Blindato da una maggioranza pressoché intoccabile, il Comune di Maenza nel 2010 non ha vissuto grossi scossoni politici. La giunta Mastracci è andata avanti spedita nella sua strada, riuscendo a votare in consiglio tutte le proposte avanzate.

A volte con l'astensione dell'opposizione, a volte con il voto contrario, ciò che il sindaco e i suoi assessori hanno portato in assise, è sempre stato ratificato. In queste votazioni dall'esito scontato, hanno visto la genesi tante iniziative che hanno dato vita a svariati mutamenti.
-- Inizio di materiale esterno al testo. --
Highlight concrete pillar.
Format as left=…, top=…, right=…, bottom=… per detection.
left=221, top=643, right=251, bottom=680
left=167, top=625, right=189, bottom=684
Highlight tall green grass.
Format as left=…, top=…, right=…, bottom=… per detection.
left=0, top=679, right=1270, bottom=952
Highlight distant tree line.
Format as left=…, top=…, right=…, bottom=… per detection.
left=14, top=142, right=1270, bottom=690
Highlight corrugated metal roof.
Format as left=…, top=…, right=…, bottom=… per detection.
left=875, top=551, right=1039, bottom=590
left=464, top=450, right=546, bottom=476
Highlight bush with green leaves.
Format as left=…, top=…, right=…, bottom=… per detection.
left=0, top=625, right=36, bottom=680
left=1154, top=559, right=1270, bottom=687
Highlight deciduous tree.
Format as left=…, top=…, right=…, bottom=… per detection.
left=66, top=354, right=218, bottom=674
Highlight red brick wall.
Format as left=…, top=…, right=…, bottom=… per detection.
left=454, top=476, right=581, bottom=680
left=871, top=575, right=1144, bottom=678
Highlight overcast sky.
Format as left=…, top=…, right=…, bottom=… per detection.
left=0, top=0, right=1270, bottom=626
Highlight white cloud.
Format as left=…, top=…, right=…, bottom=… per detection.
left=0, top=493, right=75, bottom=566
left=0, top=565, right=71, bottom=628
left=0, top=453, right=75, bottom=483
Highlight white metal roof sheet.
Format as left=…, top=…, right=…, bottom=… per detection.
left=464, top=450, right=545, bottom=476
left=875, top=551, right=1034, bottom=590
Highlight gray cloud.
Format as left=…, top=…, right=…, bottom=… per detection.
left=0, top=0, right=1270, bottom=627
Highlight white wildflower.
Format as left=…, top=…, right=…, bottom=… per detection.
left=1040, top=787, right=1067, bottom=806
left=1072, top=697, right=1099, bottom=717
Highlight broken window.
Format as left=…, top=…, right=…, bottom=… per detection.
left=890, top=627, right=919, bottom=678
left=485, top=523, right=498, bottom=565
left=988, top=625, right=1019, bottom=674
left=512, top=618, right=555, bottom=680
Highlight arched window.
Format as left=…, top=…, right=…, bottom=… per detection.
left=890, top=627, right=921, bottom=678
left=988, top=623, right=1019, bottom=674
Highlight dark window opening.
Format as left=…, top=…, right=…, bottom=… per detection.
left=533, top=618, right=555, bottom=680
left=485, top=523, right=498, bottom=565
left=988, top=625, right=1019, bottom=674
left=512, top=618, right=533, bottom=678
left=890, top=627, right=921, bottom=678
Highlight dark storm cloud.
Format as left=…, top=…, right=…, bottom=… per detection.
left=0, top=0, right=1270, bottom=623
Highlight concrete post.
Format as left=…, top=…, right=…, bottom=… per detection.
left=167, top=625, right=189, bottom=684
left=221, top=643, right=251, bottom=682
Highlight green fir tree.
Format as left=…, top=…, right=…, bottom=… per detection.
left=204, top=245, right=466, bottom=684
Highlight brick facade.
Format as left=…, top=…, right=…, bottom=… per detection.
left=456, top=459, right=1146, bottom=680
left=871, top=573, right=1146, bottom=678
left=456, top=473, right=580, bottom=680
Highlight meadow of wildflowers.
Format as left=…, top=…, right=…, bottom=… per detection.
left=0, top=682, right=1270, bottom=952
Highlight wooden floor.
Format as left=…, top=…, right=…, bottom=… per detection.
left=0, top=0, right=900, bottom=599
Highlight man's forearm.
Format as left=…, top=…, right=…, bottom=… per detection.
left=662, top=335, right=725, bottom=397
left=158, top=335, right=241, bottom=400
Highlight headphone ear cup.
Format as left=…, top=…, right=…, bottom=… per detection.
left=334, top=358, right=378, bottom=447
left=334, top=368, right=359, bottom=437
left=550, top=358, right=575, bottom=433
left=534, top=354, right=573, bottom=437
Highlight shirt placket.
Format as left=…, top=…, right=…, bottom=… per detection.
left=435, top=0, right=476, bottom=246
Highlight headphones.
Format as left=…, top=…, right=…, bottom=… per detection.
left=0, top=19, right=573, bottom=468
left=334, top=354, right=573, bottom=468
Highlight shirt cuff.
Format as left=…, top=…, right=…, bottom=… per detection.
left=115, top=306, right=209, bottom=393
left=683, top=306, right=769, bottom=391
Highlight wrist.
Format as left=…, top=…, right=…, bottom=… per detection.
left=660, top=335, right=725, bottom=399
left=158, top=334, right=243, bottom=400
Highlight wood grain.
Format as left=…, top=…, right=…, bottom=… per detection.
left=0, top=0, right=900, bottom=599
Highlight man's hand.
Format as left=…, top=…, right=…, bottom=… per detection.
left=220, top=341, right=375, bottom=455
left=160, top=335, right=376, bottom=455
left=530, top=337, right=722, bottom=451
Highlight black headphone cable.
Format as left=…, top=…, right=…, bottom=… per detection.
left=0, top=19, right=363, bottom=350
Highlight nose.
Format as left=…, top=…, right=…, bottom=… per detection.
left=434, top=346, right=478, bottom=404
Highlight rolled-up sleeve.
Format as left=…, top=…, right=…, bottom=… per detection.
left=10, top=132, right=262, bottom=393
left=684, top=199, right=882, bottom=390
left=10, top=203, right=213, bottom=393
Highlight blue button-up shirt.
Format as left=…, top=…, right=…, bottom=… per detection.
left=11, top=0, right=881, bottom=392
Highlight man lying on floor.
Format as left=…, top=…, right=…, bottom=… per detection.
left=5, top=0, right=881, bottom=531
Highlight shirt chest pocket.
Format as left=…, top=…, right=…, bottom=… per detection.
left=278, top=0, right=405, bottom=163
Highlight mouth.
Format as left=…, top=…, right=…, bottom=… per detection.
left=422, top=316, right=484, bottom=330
A livello estetico e di strutture Maenza ha cambiato molto il suo volto e se l'abbellimento alle porte del centro storico, così come lo fu per il Belvedere, e le facciate della Chiesa e della Scuola in Piazza Santa Reparata, trovano tutti d'accordo, altre questioni restano invece di discutibile interpretazione. Lo spostamento delle scuole nel plesso a San Rocco pochi mesi dopo l'ultimazione dei lavori nel plesso in piazza, così come la scelta di aprire i cantieri nel plesso che ospita elementari e medie proprio durante l'anno scolastico. Oppure l'abbandono del centro storico a fronte dei lavori di restyling nelle zone di accesso ad esso. I maggiori allarmi però sono venuti dalla situazione Cultura, a cominciare dalle tante feste perse strada facendo, ai tanti eventi flop messi in campo. Su tutti la presentazione in pompa magna di un centro commerciale che non c'è, oppure un museo del paesaggio che stenta a decollare ma che ha già un direttore. A ciò, come detto, si aggiungano feste andate via, i presepi e la sagra delle Crespelle a chiudere un anno orribile che anche durante la Sagra delle Ciliegie ha visto un minimo di affluenza precoccupante, per non parlare degli eventi fatti al Castello e che uniti insieme conteranno circa poche migliaia di spettatori. Dal punto di vista politico extra assise, al segretario di Rifondazione Sandro Pucci va la palma di più attivo anche se la predilezione di alcune tematiche, a discapito di altri discorsi forse meno pratici ma più tecnici ne ha smussato l'efficacia. In ottica PD, continua la segreteria di Cacciotti, la grande estromessa dalle urne nel 2009.